Since occupational skill requirements apply to all workers in a given occupation, $T_{jo}$ gives rise to occupational sorting in spirit of Roy (1951). In these Roy-type models, a job is defined as an occupation and workers choose a job that maximizes their expected earnings. Viewing $T_{jo}$ as a representation of occupation-specific skill requirements therefore illustrates occupational sorting resulting from a set of core tasks needed to produce output.

Yet, this framework may be overly restrictive by assuming workers in occupation o perform the same set of tasks. If this were true, all variation in $T_{ij}$ would be entirely absorbed by occupation-level tasks $T_{jo}$. Otherwise, the implied equivalence will not hold and both task dimensions, $T_{ij}$ and $T_{jo}$, determine i’s wage.

The key departure in this model from a Roy-type framework is thus its degree of task specialization. I think of $T_{jo}$ as capturing occupational heterogeneity in spirit of Roy (1951), i.e., occupations compensate tasks differentially. In comparison, I interpret $T_{ij}$ as capturing individual heterogeneity, i.e., specialization in a subset of tasks is compensated differentially across individuals. In my model I conceptualize this insight on individual heterogeneity by allowing for individual task specialization within occupations.

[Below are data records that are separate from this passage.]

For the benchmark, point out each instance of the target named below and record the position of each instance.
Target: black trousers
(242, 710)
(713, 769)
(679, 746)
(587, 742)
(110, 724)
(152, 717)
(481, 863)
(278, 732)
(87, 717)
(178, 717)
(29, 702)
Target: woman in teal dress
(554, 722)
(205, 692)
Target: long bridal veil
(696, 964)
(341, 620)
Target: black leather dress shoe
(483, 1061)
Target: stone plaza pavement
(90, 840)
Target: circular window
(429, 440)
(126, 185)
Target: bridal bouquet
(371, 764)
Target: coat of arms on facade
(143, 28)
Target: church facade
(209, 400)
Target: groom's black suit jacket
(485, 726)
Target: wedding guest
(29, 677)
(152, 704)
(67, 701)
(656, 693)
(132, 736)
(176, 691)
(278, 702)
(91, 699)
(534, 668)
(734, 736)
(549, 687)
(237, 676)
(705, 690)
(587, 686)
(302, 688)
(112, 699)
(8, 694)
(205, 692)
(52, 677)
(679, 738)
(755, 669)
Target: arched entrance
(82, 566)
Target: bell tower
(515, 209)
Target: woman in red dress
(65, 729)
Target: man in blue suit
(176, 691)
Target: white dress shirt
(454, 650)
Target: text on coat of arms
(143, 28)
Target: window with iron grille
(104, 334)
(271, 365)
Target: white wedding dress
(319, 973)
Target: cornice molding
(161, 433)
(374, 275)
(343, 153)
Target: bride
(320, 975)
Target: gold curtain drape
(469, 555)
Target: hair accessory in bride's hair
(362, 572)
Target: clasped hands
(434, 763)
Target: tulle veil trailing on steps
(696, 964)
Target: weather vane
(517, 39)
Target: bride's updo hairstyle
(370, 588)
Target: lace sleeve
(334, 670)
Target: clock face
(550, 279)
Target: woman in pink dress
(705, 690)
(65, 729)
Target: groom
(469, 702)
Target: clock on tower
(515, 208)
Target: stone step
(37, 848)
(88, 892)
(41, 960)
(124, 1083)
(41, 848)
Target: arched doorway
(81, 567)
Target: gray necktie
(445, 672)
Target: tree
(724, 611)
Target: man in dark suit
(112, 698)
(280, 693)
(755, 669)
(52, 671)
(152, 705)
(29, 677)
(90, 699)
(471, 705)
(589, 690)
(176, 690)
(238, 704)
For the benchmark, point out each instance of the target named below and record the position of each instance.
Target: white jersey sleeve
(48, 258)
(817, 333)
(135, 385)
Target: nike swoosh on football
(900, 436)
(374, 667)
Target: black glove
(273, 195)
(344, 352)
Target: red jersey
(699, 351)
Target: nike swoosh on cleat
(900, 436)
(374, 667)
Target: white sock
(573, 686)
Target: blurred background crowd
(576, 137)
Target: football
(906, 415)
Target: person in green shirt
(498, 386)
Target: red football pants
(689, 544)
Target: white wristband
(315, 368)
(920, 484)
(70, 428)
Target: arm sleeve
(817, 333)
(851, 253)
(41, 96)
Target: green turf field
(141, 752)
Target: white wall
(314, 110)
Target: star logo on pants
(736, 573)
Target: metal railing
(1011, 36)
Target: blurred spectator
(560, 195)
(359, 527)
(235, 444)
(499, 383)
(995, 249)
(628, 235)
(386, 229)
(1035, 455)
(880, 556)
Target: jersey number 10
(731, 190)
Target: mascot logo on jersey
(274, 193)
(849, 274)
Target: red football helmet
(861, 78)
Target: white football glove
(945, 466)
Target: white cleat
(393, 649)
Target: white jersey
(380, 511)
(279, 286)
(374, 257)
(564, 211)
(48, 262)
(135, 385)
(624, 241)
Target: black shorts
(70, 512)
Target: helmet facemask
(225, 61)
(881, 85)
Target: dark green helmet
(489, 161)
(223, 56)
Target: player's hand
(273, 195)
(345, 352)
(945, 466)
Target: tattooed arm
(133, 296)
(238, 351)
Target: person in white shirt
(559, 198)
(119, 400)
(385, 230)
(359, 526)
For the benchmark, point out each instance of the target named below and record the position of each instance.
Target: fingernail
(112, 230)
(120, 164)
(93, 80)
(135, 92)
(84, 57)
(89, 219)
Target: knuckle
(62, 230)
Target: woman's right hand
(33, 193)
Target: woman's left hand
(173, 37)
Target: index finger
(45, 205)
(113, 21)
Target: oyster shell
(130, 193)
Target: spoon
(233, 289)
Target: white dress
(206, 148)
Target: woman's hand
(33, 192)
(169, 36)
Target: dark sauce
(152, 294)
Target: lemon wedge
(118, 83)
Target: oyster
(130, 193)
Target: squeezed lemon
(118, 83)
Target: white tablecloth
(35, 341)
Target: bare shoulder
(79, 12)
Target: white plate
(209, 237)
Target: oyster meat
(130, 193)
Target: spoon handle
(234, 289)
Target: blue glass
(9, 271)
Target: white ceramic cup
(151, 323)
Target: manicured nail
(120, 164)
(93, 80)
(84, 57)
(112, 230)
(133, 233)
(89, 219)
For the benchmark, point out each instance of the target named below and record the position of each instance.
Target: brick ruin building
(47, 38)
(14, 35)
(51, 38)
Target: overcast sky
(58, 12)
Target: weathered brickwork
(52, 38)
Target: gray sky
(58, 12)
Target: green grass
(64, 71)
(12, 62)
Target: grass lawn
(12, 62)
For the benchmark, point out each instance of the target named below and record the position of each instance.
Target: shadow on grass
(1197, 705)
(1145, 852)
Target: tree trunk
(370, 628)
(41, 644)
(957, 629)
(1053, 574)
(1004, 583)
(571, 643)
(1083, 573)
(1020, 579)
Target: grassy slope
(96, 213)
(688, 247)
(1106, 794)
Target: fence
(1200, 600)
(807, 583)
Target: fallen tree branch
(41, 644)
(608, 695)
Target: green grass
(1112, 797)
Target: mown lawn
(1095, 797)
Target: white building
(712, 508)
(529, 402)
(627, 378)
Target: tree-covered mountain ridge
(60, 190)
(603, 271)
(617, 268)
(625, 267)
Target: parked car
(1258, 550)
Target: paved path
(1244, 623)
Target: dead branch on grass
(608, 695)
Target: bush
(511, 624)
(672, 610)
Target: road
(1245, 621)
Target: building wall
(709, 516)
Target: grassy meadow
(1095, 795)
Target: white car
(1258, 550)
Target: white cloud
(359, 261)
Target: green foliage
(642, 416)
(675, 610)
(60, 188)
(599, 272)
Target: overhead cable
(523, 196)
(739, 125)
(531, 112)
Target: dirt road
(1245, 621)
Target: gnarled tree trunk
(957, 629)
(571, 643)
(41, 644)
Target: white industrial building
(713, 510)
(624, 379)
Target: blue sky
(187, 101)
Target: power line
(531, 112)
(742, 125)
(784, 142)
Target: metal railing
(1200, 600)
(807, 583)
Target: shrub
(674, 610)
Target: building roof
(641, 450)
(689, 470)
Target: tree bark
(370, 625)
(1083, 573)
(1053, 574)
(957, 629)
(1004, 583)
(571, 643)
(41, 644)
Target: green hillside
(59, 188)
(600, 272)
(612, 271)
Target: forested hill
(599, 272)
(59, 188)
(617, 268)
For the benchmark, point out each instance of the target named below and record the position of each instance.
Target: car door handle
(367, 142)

$$\begin{aligned} \text {Omitted-variable Bias } \& \text { Relationship to Conventional Methods } \end{aligned}$$

While $T_{jo}$ is readily available, $T_{ij}$ is usually not available in the data. For this reason, researchers often rely on occupation-level task data that is derived from expert assessment and approximate the relationship between wages and tasks as follows:

$$\begin{aligned} ln\ w_{i} = \sum _{J} \beta _{jo} T_{jo} + \mu _{i} + \epsilon _{i} \end{aligned}$$

(4)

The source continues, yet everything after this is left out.